From Henri Nouwen: Trusting in the Fruits
We belong to a generation that wants to see the results of our work. We want to be productive and see with our own eyes what we have made. But that is not the way of God’s Kingdom. Often our witness for God does not lead to tangible results. Jesus himself died as a failure on a cross. There was no success there to be proud of. Still, the fruitfulness of Jesus’ life is beyond any human measure. As faithful witnesses of Jesus we have to trust that our lives too will be fruitful, even though we cannot see their fruit. The fruit of our lives may be visible only to those who live after us.
What is important is how well we love. God will make our love fruitful, whether we see that fruitfulness or not.
Eugene Peterson notes that in contrast to the tower buidling of the Chaldeans and the Egyptians – Abraham, when arriving in the land promised him, digs wells. In starting this site – the temptation was there again to build something – create something, or achieve something. But, again I’m drawn back to digging well’s. Well’s are spaces of abscence which can accept Presence – not because of anything they do – but because of the absence created. When the wells are filled, it is then that they can bring life to others. The trees that bear fruit are also the trees that are well watered.
Comments
9 responses to “Fruit”
Thanks Jonny.
That’s powerful, and is echoed in house on sand/house on rock.
But how does this tie in with (a) accountability and (b) J directing effort to areas where he could get results and restricting his message to those who were closed?
N
thanks for the feedback Orion and Nick.
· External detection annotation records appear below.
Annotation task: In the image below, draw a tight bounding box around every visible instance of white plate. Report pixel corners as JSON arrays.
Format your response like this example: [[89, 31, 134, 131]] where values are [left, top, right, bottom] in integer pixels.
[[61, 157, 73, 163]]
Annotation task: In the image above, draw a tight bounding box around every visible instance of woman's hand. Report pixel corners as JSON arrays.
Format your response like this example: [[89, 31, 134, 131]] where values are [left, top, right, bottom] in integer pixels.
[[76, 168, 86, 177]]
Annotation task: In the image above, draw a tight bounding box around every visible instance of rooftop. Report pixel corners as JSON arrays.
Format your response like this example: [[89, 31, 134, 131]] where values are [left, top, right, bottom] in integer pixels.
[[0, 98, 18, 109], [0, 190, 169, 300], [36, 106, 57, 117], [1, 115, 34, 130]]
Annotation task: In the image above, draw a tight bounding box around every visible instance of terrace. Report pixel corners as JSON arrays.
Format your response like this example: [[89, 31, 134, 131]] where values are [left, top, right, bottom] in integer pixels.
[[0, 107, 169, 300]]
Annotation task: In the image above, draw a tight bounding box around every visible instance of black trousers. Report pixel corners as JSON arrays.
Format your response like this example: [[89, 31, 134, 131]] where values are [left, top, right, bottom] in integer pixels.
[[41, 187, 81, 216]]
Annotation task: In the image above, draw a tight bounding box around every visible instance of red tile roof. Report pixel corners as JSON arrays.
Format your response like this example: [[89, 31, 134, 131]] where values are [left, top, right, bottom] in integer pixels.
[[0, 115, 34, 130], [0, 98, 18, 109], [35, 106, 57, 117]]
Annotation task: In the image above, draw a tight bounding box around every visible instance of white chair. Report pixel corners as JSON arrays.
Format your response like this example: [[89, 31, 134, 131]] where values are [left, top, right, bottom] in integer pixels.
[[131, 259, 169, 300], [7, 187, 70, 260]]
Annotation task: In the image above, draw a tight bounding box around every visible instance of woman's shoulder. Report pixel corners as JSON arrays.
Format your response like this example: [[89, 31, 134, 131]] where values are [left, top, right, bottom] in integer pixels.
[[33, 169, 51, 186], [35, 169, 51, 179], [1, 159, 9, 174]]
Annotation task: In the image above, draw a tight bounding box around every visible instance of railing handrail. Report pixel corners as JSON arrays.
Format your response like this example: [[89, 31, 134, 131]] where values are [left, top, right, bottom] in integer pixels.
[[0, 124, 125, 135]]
I think my post coming in the next day or two may give pointers to that – but I think a big part of it is – ‘he can do only what he sees his Father doing’
nickG – i just noticed the ‘accountability’ question you raised… I’m not sure I have any wisdom on the implications of that here… would love to hear yo’re thoughts.
Interesting. I think the word ‘accountability’ kinda seems misplaced in this context – doesn’t god call us to confess, and to obey? And our obedience is often shrouded, even from ourselves – perhaps God ‘calls us to account’ at some future time, or perhaps (like a bank note) our obedience is like a promise (“I promise to pay the bearer on demand the sum of…”) whose entire economy depends on it’s not being ‘cashed’, which begins and ends in God. Hmm, I’m not exactly sure where this leads, but I think God’s economy, whether we think that in terms of acts, gifts, life, grace or bodies (which might all amount to the same thing) subverts the world economy of ‘accounts’.
thanks again for your interactions!
Orion – i agree, i think.
If “accountability” is the right word – we are accountable to to be obedient and faithful. The danger, i think, with “accountabitiliy” is that it has become linked to particular notions of “success” and “results” – and these have been focus on statistical information. I wonder if this partly result from the dominant paradigm of the world and also the medium of computers (which pushes us to record things in spreadsheets and databases – which have no space for stories and ordinary lives lived.) – ?
God’s economy certainly subverts and transcends ours. However, Jesus seemed to use simple economics a lot in his teachings, though often with a twist.
I am challenged by the idea of God calling us to dig wells that others may one day fill. And God’s season for producing fruit is doubtless different from our own. But I also see when J warns about false prophets (Mat 7:16 – “by their fruit you will recognise them”) an implication that at least some of our fruit is discernible to others without waiting for 50 years of hindsight.
So here’s a hypothetical example. If you put someone in charge of the soup run, but despite your prayers, instructions and generous supply of soup, it is consistently cold, spilled and doesn’t reach the needy, you would normally give someone else the job. God might push you to stick with the person, out of generosity or grace, but that feels like it would be the exception not the rule.
So I’m not sure how to resolve this tension; maybe like many other kingdom tensions, we live with it and even embrace it.
good reply. that’s forced me to shapen my thinking a bit.
i may have mis-communitcated there but I understood the digging wells so be followed by God filling it with His Presence – the space becomes holy.
I like the soup run example — thats forced me to think what i really mean. thanks! so…. yes, there is deffinitely accountability here – and I see that as the work of the faithful servant [Jesus has many parables for this] … I wonder though if this is how we hare faithful and obedient… and ‘fruit’ would be something like the eradicaion of poverty on our streets or everyone free from adictive behaviour – this is where we can admit our incompitance and need for God. [i think the story mentioned in the following post alludes to this]
Nick, very good example. I’d agree that accountability is exactly what’s called for in that type of situation.